Let me start by saying that I believe a low-cost, passive investment strategy based on the tenet of diversification is a prudent starting point for building durable and efficient portfolios. The elephant in the room though with passive investment strategies is valuation. Ignoring near-term market conditions, including valuation, is neither reasonable nor prudent in my opinion. Taking a line from Jeremy Grantham's latest quarterly note:
Stocks at fair value are less risky than stocks trading 30% above fair value because the expensive stocks give you the risk of loss associated with falling back to fair value … When an expensive asset falls back to fair value, subsequent returns should be assumed to be normal, which means that the loss of wealth versus expectations is permanent.
Consider current valuations in U.S. Treasuries - how does a passive asset allocation strategy contend with the upcoming regime change in interest rates and reconcile rebalancing a portfolio into a fixed income bubble? Investment allocation decisions should not be made in a vacuum and once information is assimilated to make informed decisions - then acting, in what I would consider a prudent manner, can no longer be a passive exercise.
If one argues that valuations are accounted for in a strategic asset allocation by using some form of (mean-variance) optimization, especially one based on future return expectations, correlations, and variances -- then passive shifts to active and strategic blurs with tactical.
The problem is that extending beyond some naive or static allocation process brings us a grab-bag of active or tactical strategies, and unfortunately many of these strategies fail to beat the comparable passive indexes. Well known passive investment strategists highlight the performance of a low cost balanced index fund such as Vanguard's Balanced Index Fund (VBINX) as proof that you shouldn't waste your time with active strategies.
Morningstar recently updated its rather unflattering, but not unexpected, report that showed when it reviewed the performance of 163 tactical funds relative to Vanguard's Balanced Index Fund, a balanced fund was hard to beat on several risk and return measures. While the time period is somewhat dubious, the overriding point is not that the grab-bag of tactical funds Morningstar elected to review underperformed passive indexes but that a majority of active management strategies underperform passive indexes.
Still - how to align a low-cost, efficient investment strategy while acknowledging that the elephant in the room has a good chance of squashing returns if you don't pay attention to current valuations? I argue that passive asset allocation strategies can coexist without explicitly measuring valuation by focusing on lowering volatility. Two ways that you can improve the risk-adjusted returns of a core strategic asset allocation portfolio include:
- Target low-volatility tilts for each asset class
- Use a quantitative model designed to avoid market volatility
As for low-volatility tilted asset classes - historically this have been done through dividend-oriented or value-based tilts. However, new investment options are appearing that allow investors to target groups of stocks that show lower volatility relative to the market. Earlier this week, I had the opportunity to attend a presentation by Brendan Bradley from Acadian Asset Management on his research on the low-volatility anomaly and how a managed volatility portfolio can achieve similar returns to the broad market while lowering its risk profile.

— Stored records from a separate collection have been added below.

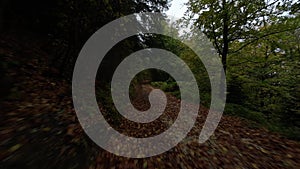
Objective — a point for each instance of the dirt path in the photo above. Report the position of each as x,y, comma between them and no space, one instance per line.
39,129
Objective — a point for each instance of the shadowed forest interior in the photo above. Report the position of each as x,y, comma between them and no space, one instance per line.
258,44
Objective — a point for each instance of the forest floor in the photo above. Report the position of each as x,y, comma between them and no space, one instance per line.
39,128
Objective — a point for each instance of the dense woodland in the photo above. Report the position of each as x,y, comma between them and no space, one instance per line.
258,42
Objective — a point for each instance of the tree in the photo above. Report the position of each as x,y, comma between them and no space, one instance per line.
228,21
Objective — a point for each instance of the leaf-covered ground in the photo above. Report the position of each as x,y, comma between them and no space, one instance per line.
39,128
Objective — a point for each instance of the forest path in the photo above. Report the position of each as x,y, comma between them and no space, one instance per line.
39,129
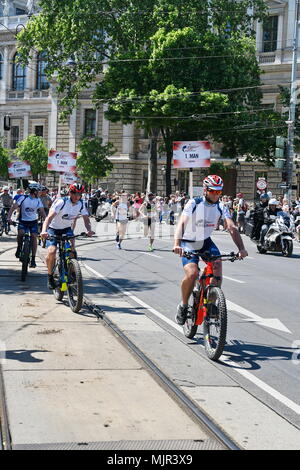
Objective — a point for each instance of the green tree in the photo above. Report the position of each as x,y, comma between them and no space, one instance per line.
174,67
4,160
34,150
93,162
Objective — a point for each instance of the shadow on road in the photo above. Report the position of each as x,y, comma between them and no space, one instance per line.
249,355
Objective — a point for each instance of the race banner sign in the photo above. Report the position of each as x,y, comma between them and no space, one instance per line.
62,161
19,169
68,178
193,154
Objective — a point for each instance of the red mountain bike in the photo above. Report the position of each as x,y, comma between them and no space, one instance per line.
208,307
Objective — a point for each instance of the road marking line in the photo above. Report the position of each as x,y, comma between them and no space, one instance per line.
252,378
235,280
149,254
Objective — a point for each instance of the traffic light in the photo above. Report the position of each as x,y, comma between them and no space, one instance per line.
7,123
280,152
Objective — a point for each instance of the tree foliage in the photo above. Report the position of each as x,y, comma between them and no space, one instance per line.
93,162
4,160
185,69
34,150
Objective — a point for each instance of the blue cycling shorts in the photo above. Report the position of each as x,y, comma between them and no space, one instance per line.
208,246
31,226
54,231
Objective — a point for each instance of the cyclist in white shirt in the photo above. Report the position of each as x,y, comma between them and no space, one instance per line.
197,222
29,207
62,214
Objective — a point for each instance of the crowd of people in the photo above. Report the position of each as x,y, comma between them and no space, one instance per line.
121,206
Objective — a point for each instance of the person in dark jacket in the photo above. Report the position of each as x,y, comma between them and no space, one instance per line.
258,217
269,214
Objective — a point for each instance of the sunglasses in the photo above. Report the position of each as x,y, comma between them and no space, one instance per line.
215,191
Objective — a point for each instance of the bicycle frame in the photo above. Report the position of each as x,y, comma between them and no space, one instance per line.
204,280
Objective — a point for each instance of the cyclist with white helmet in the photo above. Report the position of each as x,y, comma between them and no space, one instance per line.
63,212
30,206
199,218
269,214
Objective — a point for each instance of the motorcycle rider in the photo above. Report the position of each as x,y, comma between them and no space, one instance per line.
258,216
269,214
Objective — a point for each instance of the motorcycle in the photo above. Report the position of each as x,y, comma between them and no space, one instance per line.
279,237
297,228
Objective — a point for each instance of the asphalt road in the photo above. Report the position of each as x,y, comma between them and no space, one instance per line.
263,343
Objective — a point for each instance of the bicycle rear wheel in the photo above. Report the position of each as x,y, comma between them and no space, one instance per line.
215,323
75,286
57,292
189,327
25,255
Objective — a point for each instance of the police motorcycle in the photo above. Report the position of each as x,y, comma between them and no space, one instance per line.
279,237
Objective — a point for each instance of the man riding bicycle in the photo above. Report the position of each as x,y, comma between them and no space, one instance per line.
62,214
6,201
199,218
29,206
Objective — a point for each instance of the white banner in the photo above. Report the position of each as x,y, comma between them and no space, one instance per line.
62,161
192,154
19,169
68,178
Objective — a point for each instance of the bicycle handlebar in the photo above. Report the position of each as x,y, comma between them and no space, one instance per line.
67,237
207,257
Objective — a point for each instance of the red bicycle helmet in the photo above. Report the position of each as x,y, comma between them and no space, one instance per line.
76,188
213,182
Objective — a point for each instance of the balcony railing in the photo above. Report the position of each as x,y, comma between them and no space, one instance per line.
266,57
25,94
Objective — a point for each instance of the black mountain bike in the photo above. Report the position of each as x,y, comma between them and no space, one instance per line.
67,273
26,250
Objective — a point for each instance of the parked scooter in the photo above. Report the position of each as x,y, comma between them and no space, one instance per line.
279,237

Low-volatility concepts are now available to the larger investment community given that index providers such as MSCI and Standard & Poor's are creating low volatility indexes. PowerShares has launched several low volatility ETFs based on these indexes, including the S&P 500 Low Volatility Portfolio (SPLV), S&P International Developed Low Volatility Portfolio (IDLV), and the S&P Emerging Markets Low Volatility Portfolio (EELV).
While lowering volatility seems reasonable, it is the utilization of a quantitative or mechanical timing model that brings with it the most negative connotations. Let's be clear, this is working with time-series momentum and not relative momentum. I have benefited from the work of Mebane Faber (his website) and I have utilized his research to build my own processes. The concept is clear - deploy a quantitative strategy as an active risk management strategy to lower the volatility of an already diversified portfolio.
While the following figure is not the easiest to read, it shows the quantitative methodology of a simple trend system that can help avoid volatility in the market. Using the history of the S&P 500 SPDR ETF (SPY), Figure 1 shows that when the volatility of the S&P 500 ETF is above its average, the ETF tends to be priced below its 10-month moving average.
Figure 1: Intermediate Trend Relationship with Volatility
Click to enlarge.
Mr. Faber has presented several data sets that show risk and return metrics when various asset classes are above or below their intermediate trend line. In general, risk and return metrics improve materially when an asset class is trading above its intermediate trend, whether that is the 200 Day SMA or the 10 Month Moving average.
To conclude with a final Grantham quote from his quarterly letter:
"The cardinal rule is to not underperform in bear markets.
The combination of an efficient portfolio along with an active risk management strategy should go a long way in sticking to that cardinal rule. None of us know where the market will be tomorrow and to earn a return we have to invest in risk assets. While passive asset allocation strategies are hard to improve on -given market inefficiencies including periods of gross-asset class mispricing, I believe there are still intelligent ways to improve investment performance. Lowering volatility improves returns by reducing volatility drag both from a cross-sectional perspective and from a market timing perspective.